Rouse Polymerics International Inc. filed Tuesday for Chapter 11 reorganization, a spokesman for the U.S. Bankruptcy Court in Jackson confirmed.
“I’m going to do my very best” to keep the business going, company president Michael Rouse said Thursday.
Chapter 11 is designed to give financially distressed businesses chances to reschedule debt payments and continue operating until they can regain financial viability.
An explosion and fire at the 60,000-square-foot rubber-recycling facility that was operating off U.S. 61 South on May 16, 2002, resulted in burns to 12 employees, five of whom died in the days and weeks that followed.
A federal Occupational Safety and Health Administration probe into the cause of the fire took six months, resulting in Rouse’s receipt of citations for 24 violations of workplace-safety regulations and a fine of $187,680. None of those violations, however, was found to have triggered the disastrous explosions.

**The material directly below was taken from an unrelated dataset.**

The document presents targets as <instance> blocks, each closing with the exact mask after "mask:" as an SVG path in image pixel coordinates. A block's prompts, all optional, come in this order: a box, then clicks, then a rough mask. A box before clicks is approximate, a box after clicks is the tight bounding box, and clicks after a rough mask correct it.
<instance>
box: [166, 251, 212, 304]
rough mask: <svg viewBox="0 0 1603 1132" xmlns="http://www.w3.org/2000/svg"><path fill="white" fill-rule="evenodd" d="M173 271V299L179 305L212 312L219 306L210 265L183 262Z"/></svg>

The plant employed about 100 people when it was destroyed by the fire. Most were left without jobs.
Following OSHA’s release of the burned facility back to Rouse and the company’s cleanup, operations resumed on a small scale.

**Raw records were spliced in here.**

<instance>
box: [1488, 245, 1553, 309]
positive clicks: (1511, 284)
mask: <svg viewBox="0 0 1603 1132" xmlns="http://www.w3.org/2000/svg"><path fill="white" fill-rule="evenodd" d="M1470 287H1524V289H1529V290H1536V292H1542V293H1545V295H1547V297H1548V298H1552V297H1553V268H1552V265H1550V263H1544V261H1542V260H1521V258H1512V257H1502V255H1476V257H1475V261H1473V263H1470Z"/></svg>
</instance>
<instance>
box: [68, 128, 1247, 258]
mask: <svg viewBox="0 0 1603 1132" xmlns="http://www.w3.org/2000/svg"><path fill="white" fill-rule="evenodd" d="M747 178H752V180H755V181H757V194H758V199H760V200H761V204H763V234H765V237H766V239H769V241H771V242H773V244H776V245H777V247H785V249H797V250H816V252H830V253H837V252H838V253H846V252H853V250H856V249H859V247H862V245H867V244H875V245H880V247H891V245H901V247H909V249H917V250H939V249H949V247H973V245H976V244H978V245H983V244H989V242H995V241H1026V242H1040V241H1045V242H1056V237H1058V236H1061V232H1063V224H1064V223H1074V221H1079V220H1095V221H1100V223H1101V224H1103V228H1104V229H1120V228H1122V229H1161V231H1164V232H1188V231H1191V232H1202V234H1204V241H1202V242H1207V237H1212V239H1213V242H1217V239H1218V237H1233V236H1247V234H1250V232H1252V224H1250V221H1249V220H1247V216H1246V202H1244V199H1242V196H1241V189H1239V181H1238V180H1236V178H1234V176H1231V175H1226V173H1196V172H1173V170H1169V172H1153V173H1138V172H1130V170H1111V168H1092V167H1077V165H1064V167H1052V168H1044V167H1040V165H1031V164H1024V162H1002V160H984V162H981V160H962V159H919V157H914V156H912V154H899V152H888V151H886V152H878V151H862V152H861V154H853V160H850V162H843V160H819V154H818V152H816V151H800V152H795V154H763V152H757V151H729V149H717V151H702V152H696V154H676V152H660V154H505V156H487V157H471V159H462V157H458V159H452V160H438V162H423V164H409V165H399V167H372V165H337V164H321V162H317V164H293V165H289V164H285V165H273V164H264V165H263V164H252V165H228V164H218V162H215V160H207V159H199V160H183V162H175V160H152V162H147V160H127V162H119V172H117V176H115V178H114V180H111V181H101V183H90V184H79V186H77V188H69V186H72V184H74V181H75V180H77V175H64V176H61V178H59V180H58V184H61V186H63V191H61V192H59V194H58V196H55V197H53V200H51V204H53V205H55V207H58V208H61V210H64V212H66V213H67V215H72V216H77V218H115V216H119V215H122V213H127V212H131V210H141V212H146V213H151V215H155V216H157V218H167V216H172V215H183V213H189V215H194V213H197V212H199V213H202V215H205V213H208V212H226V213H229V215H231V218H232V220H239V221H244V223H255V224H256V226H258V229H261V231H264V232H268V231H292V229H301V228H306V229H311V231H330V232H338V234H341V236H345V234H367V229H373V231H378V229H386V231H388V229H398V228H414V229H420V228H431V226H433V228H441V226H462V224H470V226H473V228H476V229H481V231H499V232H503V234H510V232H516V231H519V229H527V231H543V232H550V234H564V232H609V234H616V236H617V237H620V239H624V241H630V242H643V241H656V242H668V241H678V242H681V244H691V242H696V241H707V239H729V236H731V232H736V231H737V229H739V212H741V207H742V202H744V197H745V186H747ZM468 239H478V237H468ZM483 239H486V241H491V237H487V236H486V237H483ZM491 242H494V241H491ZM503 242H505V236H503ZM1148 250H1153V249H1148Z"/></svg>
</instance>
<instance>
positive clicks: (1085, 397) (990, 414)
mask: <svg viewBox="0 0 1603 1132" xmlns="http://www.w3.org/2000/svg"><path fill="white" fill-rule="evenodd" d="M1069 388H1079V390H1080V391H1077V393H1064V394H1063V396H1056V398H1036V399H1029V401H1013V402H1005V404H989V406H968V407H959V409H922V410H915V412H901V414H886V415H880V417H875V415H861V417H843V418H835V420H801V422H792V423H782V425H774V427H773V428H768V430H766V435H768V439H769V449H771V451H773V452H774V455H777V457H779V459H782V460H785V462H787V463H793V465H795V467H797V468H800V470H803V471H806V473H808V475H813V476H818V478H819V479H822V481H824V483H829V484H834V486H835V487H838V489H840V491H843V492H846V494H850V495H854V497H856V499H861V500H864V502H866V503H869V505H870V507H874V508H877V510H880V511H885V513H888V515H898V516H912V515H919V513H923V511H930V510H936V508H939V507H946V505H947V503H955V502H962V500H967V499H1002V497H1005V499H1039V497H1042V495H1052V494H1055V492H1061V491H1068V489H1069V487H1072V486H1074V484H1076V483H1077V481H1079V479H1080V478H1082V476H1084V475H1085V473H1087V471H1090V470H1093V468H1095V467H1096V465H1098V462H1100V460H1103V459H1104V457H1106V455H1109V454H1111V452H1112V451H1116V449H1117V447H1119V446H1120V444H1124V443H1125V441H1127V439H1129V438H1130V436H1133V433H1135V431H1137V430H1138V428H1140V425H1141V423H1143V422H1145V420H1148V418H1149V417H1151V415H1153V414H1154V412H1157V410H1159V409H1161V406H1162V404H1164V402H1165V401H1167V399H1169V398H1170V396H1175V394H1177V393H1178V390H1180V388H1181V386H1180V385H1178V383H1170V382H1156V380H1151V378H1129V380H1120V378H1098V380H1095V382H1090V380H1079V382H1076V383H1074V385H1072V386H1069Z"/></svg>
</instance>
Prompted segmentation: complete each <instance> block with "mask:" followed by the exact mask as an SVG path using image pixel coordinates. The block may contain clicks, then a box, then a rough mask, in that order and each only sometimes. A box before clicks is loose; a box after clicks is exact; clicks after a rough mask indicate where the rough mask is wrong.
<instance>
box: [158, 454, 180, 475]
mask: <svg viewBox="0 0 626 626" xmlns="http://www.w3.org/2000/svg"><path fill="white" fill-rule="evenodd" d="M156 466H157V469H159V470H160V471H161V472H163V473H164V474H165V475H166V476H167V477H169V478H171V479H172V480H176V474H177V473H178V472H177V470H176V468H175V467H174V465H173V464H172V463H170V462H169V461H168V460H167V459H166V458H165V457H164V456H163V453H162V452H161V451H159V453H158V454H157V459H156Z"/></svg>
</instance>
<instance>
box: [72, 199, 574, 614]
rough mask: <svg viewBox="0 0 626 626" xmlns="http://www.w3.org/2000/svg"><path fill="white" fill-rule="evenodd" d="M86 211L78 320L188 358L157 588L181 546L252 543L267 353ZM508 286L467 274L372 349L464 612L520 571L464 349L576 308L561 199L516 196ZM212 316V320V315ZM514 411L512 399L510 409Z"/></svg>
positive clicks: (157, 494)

In a controlled process, workers and machines grind and dry rubber scraps, including those from old tires, producing a fine powder that is used in the manufacture of new tires and other products. The dust is flammable, and some of it that had become airborne was believed to have contributed to the explosion and flash fire.
Rouse faces civil lawsuits that have been filed on behalf of all five men who died from their injuries in the fire. The company has also been sued for damages by its neighboring company, with which Rouse’s former production facility shared a common wall.
Rouse said no timetable had been set for when the company planned to emerge from Chapter 11 protection from its creditors. He also said he did not know when such a timetable would be set.
He has declined to discuss details of the company’s operation. Following the fire Rouse’s employee count fell as low as about 12, and at last report it remained no more than one-quarter of its pre-fire level.